🐿️
16

Unpopular opinion: I hit 500 flight hours on a single LRU and it changed how I see reliability

Just finished the logs on a comms transceiver from a regional jet, and the thing had logged 512 hours without a single fault. Not a hiccup. I was shocked because the manual for that unit lists a mean time between failures of 350 hours. We're so trained to expect things to fail on schedule, to swap them out preemptively, that seeing one just quietly do its job for that long felt weird. It made me question all the scheduled removals we do. Are we tossing perfectly good parts because a book says so? This specific box, a Collins Pro Line 21 unit, just kept going.
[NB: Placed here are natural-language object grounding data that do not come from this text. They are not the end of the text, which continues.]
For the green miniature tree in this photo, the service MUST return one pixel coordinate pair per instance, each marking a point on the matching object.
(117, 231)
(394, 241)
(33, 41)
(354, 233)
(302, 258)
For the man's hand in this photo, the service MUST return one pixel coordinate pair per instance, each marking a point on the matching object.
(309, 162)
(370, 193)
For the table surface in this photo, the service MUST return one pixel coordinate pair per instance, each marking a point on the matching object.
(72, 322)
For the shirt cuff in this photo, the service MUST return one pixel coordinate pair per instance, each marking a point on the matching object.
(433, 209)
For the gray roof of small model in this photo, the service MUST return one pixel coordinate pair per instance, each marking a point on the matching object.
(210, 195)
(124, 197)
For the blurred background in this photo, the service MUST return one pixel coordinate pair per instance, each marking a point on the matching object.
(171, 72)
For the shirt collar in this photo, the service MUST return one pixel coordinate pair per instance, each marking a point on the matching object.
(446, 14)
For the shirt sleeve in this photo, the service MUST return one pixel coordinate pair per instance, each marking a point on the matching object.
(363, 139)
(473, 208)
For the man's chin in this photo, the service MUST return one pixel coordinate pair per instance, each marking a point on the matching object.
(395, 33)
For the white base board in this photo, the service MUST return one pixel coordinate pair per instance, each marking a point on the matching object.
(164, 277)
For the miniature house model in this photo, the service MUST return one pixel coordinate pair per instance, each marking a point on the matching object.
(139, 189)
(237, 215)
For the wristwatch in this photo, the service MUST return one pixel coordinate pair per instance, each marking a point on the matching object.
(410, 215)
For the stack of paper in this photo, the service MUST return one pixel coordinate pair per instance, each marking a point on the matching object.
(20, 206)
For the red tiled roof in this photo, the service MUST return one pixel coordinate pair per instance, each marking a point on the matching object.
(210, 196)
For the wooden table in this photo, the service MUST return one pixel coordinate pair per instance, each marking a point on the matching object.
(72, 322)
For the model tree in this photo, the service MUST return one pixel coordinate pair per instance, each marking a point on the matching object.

Has anyone else had a piece of gear blow past its supposed life limit and make you rethink the whole 'if it ain't broke, don't fix it' rule in this trade?
2 comments

Log in to join the discussion

Log In
2 Comments
spencer_wood
spencer_wood1mo agoTop Commenter
Honestly, saw that with an old air data computer on a King Air. Thing ran almost double its book life before it finally gave a weird pressure reading. Tbh it made me a lot less quick to pull stuff just because the hours are up. Sometimes you get a good one that just lasts. Now I check the fault history way closer before I write up a swap.
6
riverwhite
riverwhite1mo ago
Man, I gotta hard disagree. That one box beating the odds is cool, but it's pure luck. For every story like yours or spencer_wood's, there are ten units that fail right on schedule or even early. The book numbers come from testing thousands of parts, not one lucky one. Swapping on schedule is what keeps the bad one from failing at the worst possible time. I'd never want to be the guy who pushed a part too far because of a good feeling.